I'm working through a book on ML trading and there's a concept I don't understand.
What does optimal training data for an ML trading model look like? Would it consist of just OHLCV values? Wouldn't you have to train the model on data that shows profit, since that is the ultimate goal of traders? How would you express that profit in a training set?
Strange question you pose...
Im not an expert in this topic in any way. I'm even leery to say I know enough to be dangerous because I don't think I do.
Anyway...
Unless you can reverse engineer the profits/losses as to the criteria used for a trade, you have to build your "model". Then you can add-in profit/loss and come up with with things that work. You can not see the car in front of you in your side and rearview mirrors.
If the only input you are using is OHLCV (aka market data), then for a start, you can calculate the first derivative which is usually a slope. Hey, Its a start.
Armed with a slope you can begin to build "something" based on similarity of slopes past. And ascertain other derivatives like duration, range, length, etc.
IN YOUR CASE, three "concepts" come to mind. One being price only, another being volume only, and third, a combination of volume and price.
If price-only, than you need to formulate some form of commonality that exists in all pricing... slope, S&R, range, length, sentiment, etc.
Volume-only is different. Unlike price, every volume measurement starts at 0! Beyond a numeric value, you are looking for geometrics and pace...
Peaks, troughs, shapes, acceleration, deceleration, etc. Again, you have to formulate based on only OHLCV and it's derivatives, because those are your only inputs. Then you can add-in the profit/loss and come up with with things that work.
Speaking of inputs, # of trades and open interest (where applicable) is missing from your "market data" inputs.
And there are many other inputs you can throw into your mix.

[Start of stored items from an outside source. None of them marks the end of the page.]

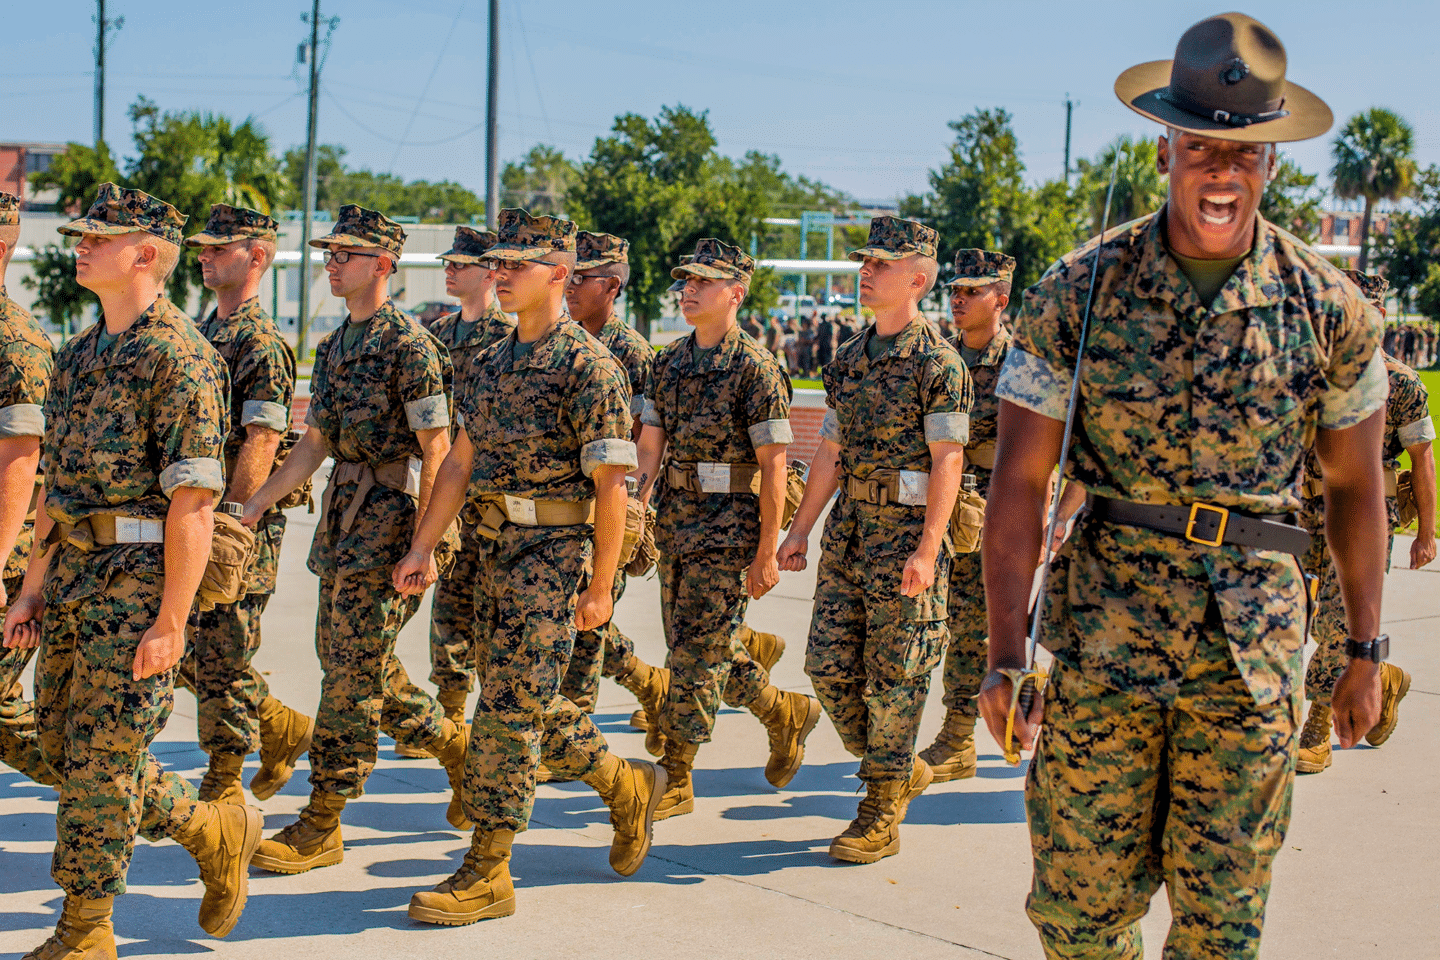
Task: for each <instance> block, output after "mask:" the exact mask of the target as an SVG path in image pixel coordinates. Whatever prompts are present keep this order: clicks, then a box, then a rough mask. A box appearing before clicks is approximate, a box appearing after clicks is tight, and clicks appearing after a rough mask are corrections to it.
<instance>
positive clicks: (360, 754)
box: [310, 567, 445, 799]
mask: <svg viewBox="0 0 1440 960" xmlns="http://www.w3.org/2000/svg"><path fill="white" fill-rule="evenodd" d="M419 606H420V597H406V596H402V594H399V593H396V590H395V587H393V586H392V583H390V569H389V567H382V569H379V570H361V571H359V573H350V574H341V576H340V577H338V579H334V580H331V579H321V580H320V607H318V610H317V612H315V653H317V655H318V656H320V669H321V672H323V678H321V681H320V708H318V710H317V711H315V738H314V741H312V743H311V744H310V783H311V786H314V787H315V789H318V790H324V792H327V793H338V794H340V796H344V797H351V799H354V797H357V796H361V794H363V793H364V782H366V779H367V777H369V776H370V771H372V770H374V761H376V757H377V754H379V747H380V733H382V731H384V733H386V734H389V735H392V737H395V740H396V741H397V743H403V744H406V746H410V747H428V746H429V744H431V743H432V741H433V740H435V738H436V737H439V735H441V733H442V721H444V720H445V711H444V710H441V705H439V704H438V702H436V701H435V698H433V697H431V695H429V694H426V692H425V691H423V689H420V688H419V687H416V685H415V684H412V682H410V676H409V674H406V672H405V666H403V665H402V664H400V659H399V658H397V656H396V655H395V640H396V638H399V635H400V630H402V629H403V628H405V625H406V623H409V622H410V617H412V616H415V612H416V610H418V609H419Z"/></svg>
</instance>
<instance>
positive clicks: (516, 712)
mask: <svg viewBox="0 0 1440 960" xmlns="http://www.w3.org/2000/svg"><path fill="white" fill-rule="evenodd" d="M589 574H590V540H589V538H582V537H557V538H549V540H539V541H534V543H533V544H530V545H528V547H527V548H526V550H524V551H518V553H510V554H501V553H494V551H492V553H484V554H481V557H480V577H478V579H477V581H475V640H477V645H475V649H477V662H478V675H480V695H478V699H477V702H475V715H474V723H472V724H471V728H469V748H468V753H467V756H465V780H464V789H462V797H464V803H465V813H467V815H468V816H469V819H471V820H474V822H475V829H477V830H497V829H507V830H523V829H526V828H527V826H528V825H530V812H531V809H533V807H534V792H536V767H537V764H539V763H541V761H543V763H544V764H546V767H549V769H550V770H552V773H554V774H557V776H562V777H566V779H580V777H583V776H585V774H588V773H590V771H592V770H593V769H595V767H596V766H598V764H599V761H600V760H602V759H603V757H605V753H606V746H605V737H603V735H602V734H600V731H599V730H598V728H596V727H595V724H593V723H592V721H590V718H589V715H586V712H585V711H583V710H580V708H579V707H576V705H575V704H573V702H572V701H569V699H566V698H564V697H563V695H562V694H560V682H562V679H563V678H564V672H566V668H567V665H569V661H570V652H572V648H573V645H575V603H576V596H577V594H579V592H580V590H582V589H583V587H585V583H586V579H588V577H589Z"/></svg>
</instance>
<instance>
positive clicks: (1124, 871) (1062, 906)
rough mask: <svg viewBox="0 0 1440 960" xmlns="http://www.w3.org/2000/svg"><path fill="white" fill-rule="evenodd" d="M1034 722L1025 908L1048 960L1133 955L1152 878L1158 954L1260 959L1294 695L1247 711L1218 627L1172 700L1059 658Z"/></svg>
mask: <svg viewBox="0 0 1440 960" xmlns="http://www.w3.org/2000/svg"><path fill="white" fill-rule="evenodd" d="M1188 689H1202V694H1204V702H1205V704H1207V705H1205V708H1204V710H1197V708H1192V707H1191V705H1187V704H1194V702H1195V699H1187V691H1188ZM1044 724H1045V725H1044V730H1043V733H1041V737H1040V744H1038V746H1037V748H1035V759H1034V761H1032V763H1031V766H1030V773H1028V779H1027V783H1025V807H1027V813H1028V818H1030V842H1031V848H1032V855H1034V871H1035V872H1034V879H1032V885H1031V892H1030V898H1028V901H1027V904H1025V910H1027V913H1028V914H1030V920H1031V921H1032V923H1034V924H1035V928H1037V930H1038V931H1040V940H1041V944H1043V946H1044V950H1045V957H1047V959H1048V960H1074V959H1080V957H1084V959H1086V960H1089V959H1090V957H1107V959H1109V957H1113V959H1117V960H1139V957H1140V956H1142V947H1140V924H1139V921H1140V917H1143V915H1145V913H1146V911H1148V910H1149V901H1151V897H1152V895H1153V894H1155V891H1156V889H1159V887H1161V884H1162V882H1164V884H1165V888H1166V892H1168V895H1169V904H1171V914H1172V917H1174V920H1172V921H1171V930H1169V937H1168V938H1166V941H1165V951H1164V956H1165V957H1175V959H1179V957H1185V960H1241V959H1247V957H1248V959H1253V957H1256V954H1257V953H1259V950H1260V930H1261V925H1263V923H1264V907H1266V897H1267V895H1269V891H1270V865H1272V862H1273V861H1274V855H1276V853H1277V852H1279V851H1280V846H1282V845H1283V842H1284V832H1286V828H1287V826H1289V820H1290V793H1292V787H1293V784H1295V748H1296V743H1297V738H1296V731H1297V724H1299V697H1292V698H1284V699H1280V701H1277V702H1273V704H1269V705H1266V707H1256V704H1254V699H1253V698H1251V695H1250V691H1248V689H1247V688H1246V684H1244V681H1243V679H1241V678H1240V674H1238V671H1237V669H1236V665H1234V662H1233V661H1231V656H1230V651H1228V648H1227V645H1225V639H1224V636H1223V635H1221V636H1218V638H1212V642H1210V643H1202V646H1201V648H1200V649H1197V656H1195V659H1194V662H1192V664H1191V665H1189V666H1188V668H1187V682H1185V684H1184V685H1182V687H1181V691H1179V697H1178V698H1176V699H1175V701H1174V702H1156V701H1153V699H1145V698H1140V697H1135V695H1130V694H1126V692H1123V691H1117V689H1113V688H1110V687H1106V685H1103V684H1099V682H1094V681H1092V679H1089V678H1086V676H1083V675H1081V674H1080V671H1079V669H1076V668H1074V666H1070V665H1068V664H1060V662H1057V664H1056V666H1054V672H1053V675H1051V681H1050V684H1048V687H1047V688H1045V718H1044Z"/></svg>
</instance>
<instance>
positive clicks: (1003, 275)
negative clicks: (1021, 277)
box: [946, 249, 1015, 286]
mask: <svg viewBox="0 0 1440 960" xmlns="http://www.w3.org/2000/svg"><path fill="white" fill-rule="evenodd" d="M1012 276H1015V258H1014V256H1008V255H1005V253H996V252H995V250H975V249H968V250H956V252H955V276H953V278H950V282H948V284H946V286H989V285H991V284H999V282H1001V281H1004V282H1007V284H1008V282H1009V281H1011V278H1012Z"/></svg>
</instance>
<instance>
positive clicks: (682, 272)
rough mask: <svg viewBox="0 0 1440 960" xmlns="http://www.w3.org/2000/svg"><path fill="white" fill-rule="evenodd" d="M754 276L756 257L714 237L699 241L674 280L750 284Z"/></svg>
mask: <svg viewBox="0 0 1440 960" xmlns="http://www.w3.org/2000/svg"><path fill="white" fill-rule="evenodd" d="M753 273H755V258H752V256H750V255H749V253H746V252H744V250H742V249H740V248H737V246H730V245H729V243H726V242H724V240H717V239H714V237H707V239H703V240H696V252H694V253H691V255H690V259H688V261H687V259H685V258H680V265H678V266H677V268H674V269H672V271H670V275H671V276H672V278H674V279H684V278H687V276H698V278H701V279H708V281H749V279H750V276H752V275H753Z"/></svg>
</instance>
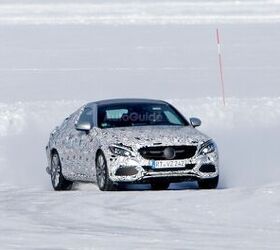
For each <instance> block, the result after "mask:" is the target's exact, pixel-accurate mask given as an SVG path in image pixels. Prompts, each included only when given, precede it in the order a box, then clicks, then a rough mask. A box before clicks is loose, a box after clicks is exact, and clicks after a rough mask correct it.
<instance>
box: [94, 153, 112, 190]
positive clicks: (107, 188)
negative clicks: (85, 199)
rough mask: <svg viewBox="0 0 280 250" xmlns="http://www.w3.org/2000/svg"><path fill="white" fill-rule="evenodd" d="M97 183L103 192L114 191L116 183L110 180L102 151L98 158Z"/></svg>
mask: <svg viewBox="0 0 280 250" xmlns="http://www.w3.org/2000/svg"><path fill="white" fill-rule="evenodd" d="M96 181H97V185H98V187H99V189H100V190H101V191H113V190H114V183H113V182H112V181H111V180H110V178H109V174H108V167H107V162H106V158H105V155H104V154H103V152H101V151H100V152H99V153H98V154H97V156H96Z"/></svg>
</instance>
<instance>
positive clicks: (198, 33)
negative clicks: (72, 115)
mask: <svg viewBox="0 0 280 250" xmlns="http://www.w3.org/2000/svg"><path fill="white" fill-rule="evenodd" d="M279 11H280V1H278V0H267V1H264V0H245V1H232V0H228V1H223V0H216V1H214V0H213V1H205V0H203V1H202V0H200V1H192V0H191V1H182V0H176V1H172V0H164V1H163V0H162V1H160V0H152V1H150V0H149V1H148V0H143V1H135V0H130V1H128V0H116V1H111V0H109V1H99V0H96V1H90V0H81V1H78V0H68V1H66V0H59V1H54V0H36V1H35V0H0V37H1V39H0V58H1V59H0V79H1V82H0V219H1V224H0V249H5V250H8V249H36V250H37V249H55V250H57V249H73V250H74V249H75V250H76V249H84V250H86V249H199V250H200V249H215V250H216V249H246V250H247V249H254V250H255V249H260V250H263V249H277V250H278V249H280V240H279V239H280V215H279V206H280V196H279V192H280V182H279V176H280V166H279V155H280V154H279V153H280V151H279V141H280V133H279V127H280V84H279V79H280V61H279V54H280V47H279V43H280V29H279V22H280V15H279ZM217 27H218V28H219V29H220V34H221V41H222V56H223V63H224V65H223V66H224V78H225V88H226V106H223V102H222V99H221V97H219V96H220V93H221V90H220V79H219V67H218V58H217V46H216V37H215V30H216V28H217ZM114 97H147V98H155V99H164V100H167V101H169V102H171V103H172V104H173V105H174V106H176V107H177V108H178V109H179V110H180V111H182V113H183V114H184V115H185V116H186V117H188V118H189V117H193V116H194V117H199V118H201V120H202V126H201V127H200V128H199V130H200V131H202V132H204V133H206V134H207V135H209V136H211V137H213V139H214V140H215V141H216V142H217V144H218V147H219V151H220V161H221V166H220V168H221V181H220V185H219V189H217V190H208V191H205V190H198V189H197V186H196V184H195V183H181V184H172V185H171V187H170V190H167V191H158V192H156V191H155V192H153V191H150V190H149V185H144V186H143V185H129V186H127V187H126V189H124V190H123V191H120V192H100V191H99V190H98V189H97V187H96V185H94V184H76V185H75V187H74V191H71V192H54V191H52V188H51V184H50V178H49V176H48V175H47V174H46V172H45V167H46V157H45V146H46V143H47V141H48V136H49V133H50V131H51V130H52V129H53V128H54V127H55V126H56V125H59V124H60V123H61V122H62V120H63V119H64V118H65V117H66V116H67V115H69V114H70V113H71V112H73V111H75V110H76V109H77V108H78V107H80V106H81V105H82V104H84V103H86V102H89V101H94V100H99V99H106V98H114Z"/></svg>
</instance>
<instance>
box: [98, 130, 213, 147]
mask: <svg viewBox="0 0 280 250" xmlns="http://www.w3.org/2000/svg"><path fill="white" fill-rule="evenodd" d="M102 139H103V140H106V143H107V144H108V145H112V144H123V145H126V146H131V147H134V148H140V147H143V146H155V145H157V146H160V145H163V146H165V145H200V144H202V143H204V142H205V141H207V140H209V139H210V138H209V137H208V136H206V135H204V134H203V133H201V132H200V131H198V130H197V129H195V128H193V127H191V126H185V127H181V126H143V127H122V128H109V129H103V130H102Z"/></svg>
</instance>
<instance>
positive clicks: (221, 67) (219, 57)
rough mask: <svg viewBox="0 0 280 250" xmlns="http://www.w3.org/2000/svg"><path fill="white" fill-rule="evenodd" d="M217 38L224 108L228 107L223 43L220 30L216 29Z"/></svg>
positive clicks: (221, 84)
mask: <svg viewBox="0 0 280 250" xmlns="http://www.w3.org/2000/svg"><path fill="white" fill-rule="evenodd" d="M216 36H217V46H218V56H219V65H220V75H221V85H222V95H223V103H224V106H225V105H226V97H225V84H224V73H223V62H222V53H221V41H220V34H219V29H216Z"/></svg>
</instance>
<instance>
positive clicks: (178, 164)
mask: <svg viewBox="0 0 280 250" xmlns="http://www.w3.org/2000/svg"><path fill="white" fill-rule="evenodd" d="M150 165H151V166H152V168H153V169H158V168H184V167H185V165H186V163H185V161H184V160H173V161H150Z"/></svg>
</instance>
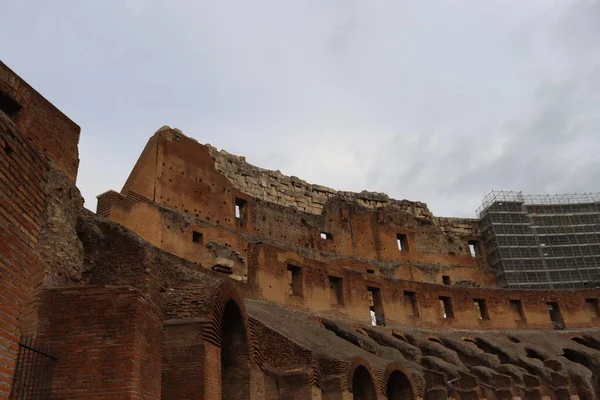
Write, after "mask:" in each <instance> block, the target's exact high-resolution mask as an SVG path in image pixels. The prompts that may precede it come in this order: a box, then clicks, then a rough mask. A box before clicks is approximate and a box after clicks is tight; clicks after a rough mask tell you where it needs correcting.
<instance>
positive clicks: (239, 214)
mask: <svg viewBox="0 0 600 400" xmlns="http://www.w3.org/2000/svg"><path fill="white" fill-rule="evenodd" d="M246 204H248V202H247V201H246V200H244V199H240V198H238V197H236V198H235V218H236V219H238V220H240V221H245V220H246Z"/></svg>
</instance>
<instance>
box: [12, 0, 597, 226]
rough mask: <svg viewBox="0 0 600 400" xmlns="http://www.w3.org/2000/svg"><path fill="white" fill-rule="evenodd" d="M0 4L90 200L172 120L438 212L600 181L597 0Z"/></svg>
mask: <svg viewBox="0 0 600 400" xmlns="http://www.w3.org/2000/svg"><path fill="white" fill-rule="evenodd" d="M2 8H3V12H2V14H1V15H0V34H1V35H2V37H5V38H10V40H5V41H3V42H2V44H0V50H1V51H2V55H3V60H4V61H5V62H6V63H8V64H9V65H10V66H11V67H13V68H14V69H15V70H16V71H17V72H18V73H19V74H21V75H22V76H23V77H24V78H25V79H26V80H28V81H29V82H30V83H31V84H32V85H33V86H34V87H36V88H37V89H38V90H39V91H40V92H41V93H42V94H44V95H45V96H46V97H47V98H48V99H50V100H51V101H52V102H53V103H55V104H56V105H57V106H58V107H59V108H61V109H62V110H63V111H64V112H65V113H67V114H68V115H69V116H70V117H72V118H73V119H74V120H75V121H76V122H78V123H79V124H80V125H81V126H82V138H81V144H80V157H81V160H82V161H81V168H80V175H79V181H78V185H79V186H80V188H81V189H82V191H83V194H84V196H85V198H86V206H87V207H90V208H92V209H93V208H94V207H95V198H94V196H95V195H97V194H98V193H101V192H103V191H105V190H107V189H109V188H114V189H119V188H120V186H121V185H122V184H123V182H124V181H125V179H126V177H127V175H128V173H129V171H130V170H131V168H132V166H133V164H134V162H135V160H136V158H137V156H138V155H139V153H140V151H141V149H142V148H143V146H144V144H145V141H146V140H147V138H148V137H149V136H150V135H151V134H152V133H153V132H154V131H155V130H156V129H157V128H159V127H160V126H162V125H163V124H169V125H171V126H174V127H178V128H181V129H182V130H183V131H184V132H185V133H186V134H188V135H190V136H193V137H195V138H196V139H198V140H199V141H200V142H204V143H211V144H213V145H215V146H217V147H219V148H225V149H226V150H228V151H229V152H232V153H235V154H240V155H245V156H246V157H247V159H248V160H249V161H250V162H252V163H254V164H256V165H259V166H262V167H266V168H272V169H279V170H281V171H282V172H284V173H286V174H290V175H296V176H299V177H301V178H303V179H305V180H307V181H311V182H315V183H319V184H324V185H328V186H332V187H334V188H337V189H340V190H355V191H360V190H363V189H368V190H376V191H381V192H386V193H388V194H390V195H391V196H392V197H395V198H408V199H411V200H420V201H424V202H427V203H428V204H429V205H430V208H431V209H432V210H433V211H434V212H435V213H436V214H437V215H463V216H473V215H474V210H475V208H477V206H478V205H479V203H480V201H481V199H482V198H483V196H484V195H485V194H486V193H487V192H488V191H489V190H491V189H517V190H523V191H526V192H546V191H598V190H599V188H598V181H599V180H598V178H599V174H600V162H599V161H598V159H597V156H596V155H597V154H598V152H599V150H600V149H599V147H600V134H599V128H600V97H599V96H600V48H599V47H598V46H597V43H599V42H600V24H598V23H597V21H599V20H600V2H598V1H591V0H573V1H566V0H565V1H554V2H548V1H545V0H544V1H542V0H539V1H538V0H532V1H528V2H522V1H516V0H509V1H499V0H497V1H486V2H479V1H464V0H451V1H437V2H392V1H372V2H359V1H342V0H336V1H331V2H312V1H298V2H281V1H275V0H264V1H259V2H248V1H242V0H239V1H223V2H208V1H201V2H198V1H192V0H181V1H176V2H163V1H159V0H143V1H142V0H127V1H121V0H112V1H110V0H107V1H104V2H96V3H93V2H73V1H68V0H57V1H55V2H52V4H51V5H50V4H49V3H47V2H43V1H41V0H39V1H32V0H23V1H19V2H6V3H5V4H3V6H2ZM23 21H27V22H26V23H24V22H23Z"/></svg>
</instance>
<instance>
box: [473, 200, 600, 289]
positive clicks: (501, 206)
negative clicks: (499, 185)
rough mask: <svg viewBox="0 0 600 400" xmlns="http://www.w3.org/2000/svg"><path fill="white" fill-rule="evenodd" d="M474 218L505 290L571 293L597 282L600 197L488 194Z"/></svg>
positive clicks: (492, 262) (486, 247)
mask: <svg viewBox="0 0 600 400" xmlns="http://www.w3.org/2000/svg"><path fill="white" fill-rule="evenodd" d="M477 215H478V218H479V229H480V231H481V234H482V236H483V238H484V240H485V243H486V248H487V251H488V256H489V260H490V264H491V265H492V268H494V270H495V272H496V275H497V277H498V278H499V280H500V282H501V284H502V285H503V286H505V287H509V288H522V289H548V288H554V289H570V288H581V287H584V286H585V285H586V283H589V282H593V281H598V280H599V279H600V193H565V194H537V195H524V194H523V193H522V192H520V191H492V192H490V193H489V194H488V195H487V196H486V197H485V198H484V199H483V201H482V205H481V207H479V208H478V209H477Z"/></svg>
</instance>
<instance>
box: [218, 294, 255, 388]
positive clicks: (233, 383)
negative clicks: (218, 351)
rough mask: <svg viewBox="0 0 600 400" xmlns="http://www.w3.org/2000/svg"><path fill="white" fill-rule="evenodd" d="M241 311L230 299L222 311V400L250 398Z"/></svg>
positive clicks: (243, 326)
mask: <svg viewBox="0 0 600 400" xmlns="http://www.w3.org/2000/svg"><path fill="white" fill-rule="evenodd" d="M243 321H244V320H243V317H242V313H241V312H240V309H239V308H238V306H237V304H235V302H233V301H230V302H229V303H227V305H226V306H225V311H224V312H223V327H222V332H221V393H222V394H221V398H222V399H223V400H233V399H249V398H250V365H249V360H248V340H247V338H246V331H245V330H244V322H243Z"/></svg>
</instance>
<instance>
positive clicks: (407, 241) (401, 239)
mask: <svg viewBox="0 0 600 400" xmlns="http://www.w3.org/2000/svg"><path fill="white" fill-rule="evenodd" d="M396 244H397V245H398V250H400V251H408V238H407V237H406V235H405V234H404V233H398V234H397V235H396Z"/></svg>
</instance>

Here's just a few, definitely non-exhaustive...
Official financial texts (dates, times, actual data vs data expectation, etc)
Geopolitical news and events
Specific sector news
Weather
Fundamentals (earnings, call transcripts, etc)
Cloud data. GoogleTrends, X, tiktoc, etc
And a few of the obvious... day of week, time of day, even/odd numbered year, political regime, # of ET members/posts, etc.
Hope that helps just a little bit.
Good luck